Delhi Air Pollution: The government is trying to tackle the issue by implementing measures.
The Delhi government is planning to use artificial rain through cloud seeding this month to tackle the high air pollution in the city. Environment Minister Gopal Rai met with a team from IIT Kanpur on November 8 to explore implementing artificial rainfall in the city. Following the meeting, Mr Rai mentioned that if the skies are cloudy on November 20-21, Delhi might experience artificial rainfall. It is a creative approach to address the Air Quality Index (AQI) concerns in the capital.
What is artificial rain?
Artificial rain, also known as cloud seeding, is a weather modification technique where substances are introduced into clouds to encourage precipitation.
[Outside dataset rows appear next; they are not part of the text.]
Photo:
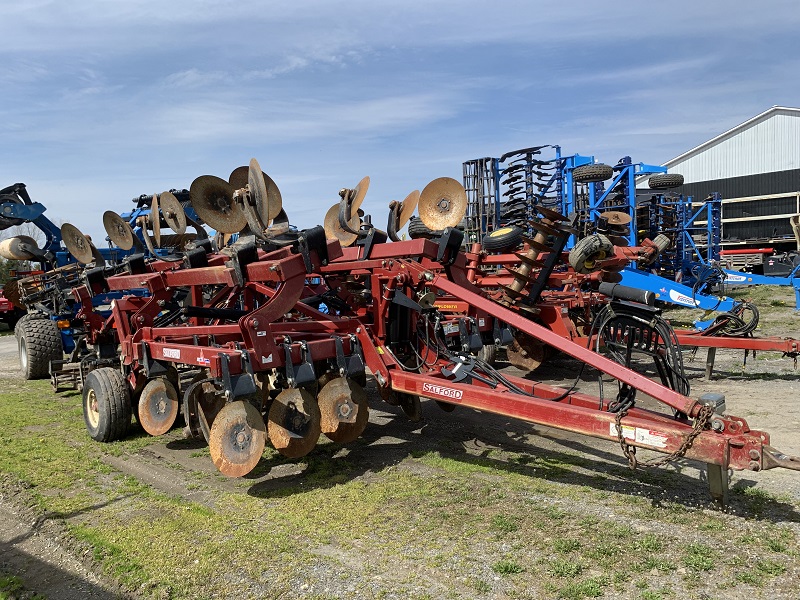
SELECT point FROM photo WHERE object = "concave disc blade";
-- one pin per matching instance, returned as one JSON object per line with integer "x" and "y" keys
{"x": 258, "y": 189}
{"x": 77, "y": 244}
{"x": 443, "y": 203}
{"x": 239, "y": 179}
{"x": 237, "y": 439}
{"x": 294, "y": 423}
{"x": 407, "y": 208}
{"x": 334, "y": 231}
{"x": 118, "y": 229}
{"x": 14, "y": 248}
{"x": 158, "y": 406}
{"x": 360, "y": 192}
{"x": 174, "y": 215}
{"x": 344, "y": 410}
{"x": 212, "y": 200}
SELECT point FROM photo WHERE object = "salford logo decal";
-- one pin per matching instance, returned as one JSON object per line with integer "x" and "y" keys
{"x": 438, "y": 390}
{"x": 681, "y": 298}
In the case of cloud seeding for rain, common substances like silver iodide or potassium iodide are dispersed into the clouds using aeroplanes or helicopters. These particles serve as nuclei around which water droplets can form, eventually leading to the development of raindrops. The process typically takes around half an hour, but its success depends on specific meteorological conditions, such as the presence of moisture-laden clouds and suitable wind patterns. The aim is to enhance rainfall in specific areas or alleviate drought conditions. It's a fascinating method used to influence weather patterns for agricultural, environmental, or water resource management purposes.
Delhi, today, has an AQI of 670, which is extremely “hazardous”, according to the Delhi Air Pollution Board. Pollutants like fine particulate matter (PM2.5 and PM10), nitrogen dioxide (NO2), sulfur dioxide (SO2), and others are likely to be well above safe limits, contributing to respiratory issues, cardiovascular problems, and other health complications. Vulnerable populations, such as children, the elderly, and individuals with pre-existing health conditions, are particularly at risk. Breathing in the polluted air in Delhi is said to be like smoking around 10 cigarettes a day, according to doctors.
The government is trying to tackle the issue by implementing measures like the odd-even scheme for vehicles, closing schools for in-person classes, and following Stage IV of the Graded Response Action Plan (GRAP). However, experts are warning that things might get even worse during Diwali due to firecrackers.